Density scaling beyond the FinFET: Architecture considerations for gate-all-around CMOS

The promise of improved electrostatics and the ability to increase the amount of effective width (Weff) available in a given device footprint drove the semiconductor industry from planar CMOS transistors to the FinFET transistor starting at the 22 nm node. Numerous manufacturers are in large-scale production of 16 and 14 nm node FinFET technologies and there is no indication that a change in device architecture is planned for the 10 or 7 nm nodes. Looking beyond 7 nm, the scaling challenges of the FinFET are expected to increase dramatically. In particular, continued scaling of the fin width and fin pitch may reach a physical limit due to a combination of quantum effects, patterning process realities and contact architecture limitations.

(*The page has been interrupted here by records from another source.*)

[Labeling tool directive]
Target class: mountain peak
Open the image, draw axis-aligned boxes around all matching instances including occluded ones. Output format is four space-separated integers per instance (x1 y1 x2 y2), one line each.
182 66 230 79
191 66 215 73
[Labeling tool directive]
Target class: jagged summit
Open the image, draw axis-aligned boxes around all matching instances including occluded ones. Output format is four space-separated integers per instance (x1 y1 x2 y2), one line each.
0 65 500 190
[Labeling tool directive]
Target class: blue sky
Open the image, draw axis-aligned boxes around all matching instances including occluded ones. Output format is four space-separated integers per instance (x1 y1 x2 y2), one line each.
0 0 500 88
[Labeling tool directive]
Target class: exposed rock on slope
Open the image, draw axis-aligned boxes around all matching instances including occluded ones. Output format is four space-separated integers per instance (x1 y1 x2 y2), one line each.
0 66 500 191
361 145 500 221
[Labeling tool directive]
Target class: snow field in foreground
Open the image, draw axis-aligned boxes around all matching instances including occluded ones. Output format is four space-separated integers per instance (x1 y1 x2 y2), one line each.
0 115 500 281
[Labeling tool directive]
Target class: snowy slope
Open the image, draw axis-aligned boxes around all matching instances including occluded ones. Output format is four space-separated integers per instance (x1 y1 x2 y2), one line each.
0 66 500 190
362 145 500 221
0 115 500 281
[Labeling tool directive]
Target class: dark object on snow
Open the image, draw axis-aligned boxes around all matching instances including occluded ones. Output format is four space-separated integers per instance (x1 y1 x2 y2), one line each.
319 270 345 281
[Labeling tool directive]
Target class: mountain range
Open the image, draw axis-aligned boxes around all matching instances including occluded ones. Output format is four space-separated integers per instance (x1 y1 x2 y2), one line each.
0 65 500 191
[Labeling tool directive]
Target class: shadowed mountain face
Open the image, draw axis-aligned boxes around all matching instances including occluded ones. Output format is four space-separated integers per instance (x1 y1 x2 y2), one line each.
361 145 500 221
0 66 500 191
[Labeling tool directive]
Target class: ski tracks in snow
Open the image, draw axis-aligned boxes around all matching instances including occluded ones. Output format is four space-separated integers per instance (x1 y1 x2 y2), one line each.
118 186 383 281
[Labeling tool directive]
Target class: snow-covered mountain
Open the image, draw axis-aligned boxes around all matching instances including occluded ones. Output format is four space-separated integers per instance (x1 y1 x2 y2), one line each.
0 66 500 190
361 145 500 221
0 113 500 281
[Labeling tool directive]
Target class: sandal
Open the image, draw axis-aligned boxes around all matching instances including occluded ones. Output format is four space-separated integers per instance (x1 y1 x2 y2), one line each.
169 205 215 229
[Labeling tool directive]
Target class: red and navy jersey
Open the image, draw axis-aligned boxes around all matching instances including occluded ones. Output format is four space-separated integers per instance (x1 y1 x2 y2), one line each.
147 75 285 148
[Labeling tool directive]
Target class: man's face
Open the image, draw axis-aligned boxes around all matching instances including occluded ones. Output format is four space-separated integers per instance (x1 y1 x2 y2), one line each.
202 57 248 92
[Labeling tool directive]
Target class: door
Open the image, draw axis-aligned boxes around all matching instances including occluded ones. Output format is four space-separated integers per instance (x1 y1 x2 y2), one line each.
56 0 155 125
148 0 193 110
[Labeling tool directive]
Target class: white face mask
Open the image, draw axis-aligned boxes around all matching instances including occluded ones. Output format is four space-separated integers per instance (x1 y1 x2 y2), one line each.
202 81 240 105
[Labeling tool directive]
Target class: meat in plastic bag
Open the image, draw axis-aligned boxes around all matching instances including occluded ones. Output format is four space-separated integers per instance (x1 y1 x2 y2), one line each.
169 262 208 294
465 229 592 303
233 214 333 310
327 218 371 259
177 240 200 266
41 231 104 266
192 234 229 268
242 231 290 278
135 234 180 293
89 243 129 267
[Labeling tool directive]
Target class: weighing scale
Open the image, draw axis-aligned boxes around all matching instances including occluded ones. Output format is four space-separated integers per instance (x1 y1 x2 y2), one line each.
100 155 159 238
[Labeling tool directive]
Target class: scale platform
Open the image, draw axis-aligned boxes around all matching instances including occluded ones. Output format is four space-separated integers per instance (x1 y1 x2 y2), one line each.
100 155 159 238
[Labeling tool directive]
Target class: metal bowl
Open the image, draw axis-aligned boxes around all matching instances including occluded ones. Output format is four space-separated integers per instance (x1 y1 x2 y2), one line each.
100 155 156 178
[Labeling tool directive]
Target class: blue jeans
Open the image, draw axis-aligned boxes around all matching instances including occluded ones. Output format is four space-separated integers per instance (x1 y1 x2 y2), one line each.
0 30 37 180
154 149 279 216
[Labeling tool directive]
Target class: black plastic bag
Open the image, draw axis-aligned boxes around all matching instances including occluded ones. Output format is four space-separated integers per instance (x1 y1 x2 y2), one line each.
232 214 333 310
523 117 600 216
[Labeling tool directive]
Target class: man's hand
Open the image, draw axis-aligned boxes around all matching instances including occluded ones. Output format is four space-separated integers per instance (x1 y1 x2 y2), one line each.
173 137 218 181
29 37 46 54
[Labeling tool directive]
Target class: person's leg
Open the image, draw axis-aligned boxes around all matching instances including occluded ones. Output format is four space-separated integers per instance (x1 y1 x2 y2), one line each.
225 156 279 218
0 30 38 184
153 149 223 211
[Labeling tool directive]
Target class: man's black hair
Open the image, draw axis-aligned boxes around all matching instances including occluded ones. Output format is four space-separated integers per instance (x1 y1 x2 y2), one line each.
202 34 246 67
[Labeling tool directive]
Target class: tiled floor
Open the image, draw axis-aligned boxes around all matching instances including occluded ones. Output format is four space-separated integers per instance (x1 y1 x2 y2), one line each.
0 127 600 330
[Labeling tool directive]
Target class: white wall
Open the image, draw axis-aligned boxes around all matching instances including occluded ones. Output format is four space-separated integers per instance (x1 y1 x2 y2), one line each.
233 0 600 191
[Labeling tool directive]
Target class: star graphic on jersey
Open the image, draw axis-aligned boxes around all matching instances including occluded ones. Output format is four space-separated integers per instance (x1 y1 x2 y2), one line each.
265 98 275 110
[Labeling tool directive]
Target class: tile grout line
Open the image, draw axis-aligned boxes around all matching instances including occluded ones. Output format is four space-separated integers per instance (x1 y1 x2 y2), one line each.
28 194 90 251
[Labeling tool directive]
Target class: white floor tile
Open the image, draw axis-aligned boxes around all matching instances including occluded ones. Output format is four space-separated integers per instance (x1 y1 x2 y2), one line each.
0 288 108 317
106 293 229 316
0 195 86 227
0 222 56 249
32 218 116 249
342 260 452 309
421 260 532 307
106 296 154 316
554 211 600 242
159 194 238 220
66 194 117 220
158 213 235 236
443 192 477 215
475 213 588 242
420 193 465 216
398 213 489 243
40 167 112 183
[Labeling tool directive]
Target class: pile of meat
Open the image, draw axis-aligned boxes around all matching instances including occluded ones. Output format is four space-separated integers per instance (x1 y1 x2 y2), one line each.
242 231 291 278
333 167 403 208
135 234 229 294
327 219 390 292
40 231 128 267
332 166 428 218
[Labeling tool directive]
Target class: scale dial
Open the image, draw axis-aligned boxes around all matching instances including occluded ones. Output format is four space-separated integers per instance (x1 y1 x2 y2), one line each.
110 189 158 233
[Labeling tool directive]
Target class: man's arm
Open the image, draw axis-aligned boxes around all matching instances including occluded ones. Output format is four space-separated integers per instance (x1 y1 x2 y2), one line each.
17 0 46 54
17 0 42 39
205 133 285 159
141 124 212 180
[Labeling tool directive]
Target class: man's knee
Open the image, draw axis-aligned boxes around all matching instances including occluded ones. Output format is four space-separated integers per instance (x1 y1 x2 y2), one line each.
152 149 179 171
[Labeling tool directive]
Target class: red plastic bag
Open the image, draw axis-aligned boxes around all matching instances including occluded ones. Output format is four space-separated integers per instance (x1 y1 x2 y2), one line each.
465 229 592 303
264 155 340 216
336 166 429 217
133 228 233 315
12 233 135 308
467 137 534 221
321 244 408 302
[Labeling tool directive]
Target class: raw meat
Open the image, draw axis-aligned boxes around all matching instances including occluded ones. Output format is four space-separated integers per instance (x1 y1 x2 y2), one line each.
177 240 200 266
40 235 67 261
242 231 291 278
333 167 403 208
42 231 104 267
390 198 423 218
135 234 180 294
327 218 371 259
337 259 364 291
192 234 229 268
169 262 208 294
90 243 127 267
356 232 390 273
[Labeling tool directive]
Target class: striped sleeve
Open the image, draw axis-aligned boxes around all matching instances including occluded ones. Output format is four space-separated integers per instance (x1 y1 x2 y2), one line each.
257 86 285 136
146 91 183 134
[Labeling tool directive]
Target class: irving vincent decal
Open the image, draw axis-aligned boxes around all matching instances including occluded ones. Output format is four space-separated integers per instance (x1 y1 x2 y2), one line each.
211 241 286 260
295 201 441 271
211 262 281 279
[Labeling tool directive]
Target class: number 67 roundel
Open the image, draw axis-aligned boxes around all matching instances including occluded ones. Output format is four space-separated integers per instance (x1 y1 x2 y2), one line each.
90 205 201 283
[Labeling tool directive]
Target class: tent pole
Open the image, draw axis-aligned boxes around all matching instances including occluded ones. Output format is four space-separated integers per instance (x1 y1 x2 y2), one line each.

It is well known that gate-all-around (GAA) devices demonstrate improved electrostatics over double or triple-gated FinFET devices. In view of the impending difficulties occasioned by FinFET scaling, it is necessary to take a critical look at the possibility of a GAA CMOS device technology. In this paper, I will explore this topic by presenting relevant TCAD and experimental work on single and stacked GAA devices. The TCAD illustrates that a properly designed stacked GAA device architecture can show superior performance over a scaled FinFET reference. I will conclude by presenting experimental work to substantiate this claim.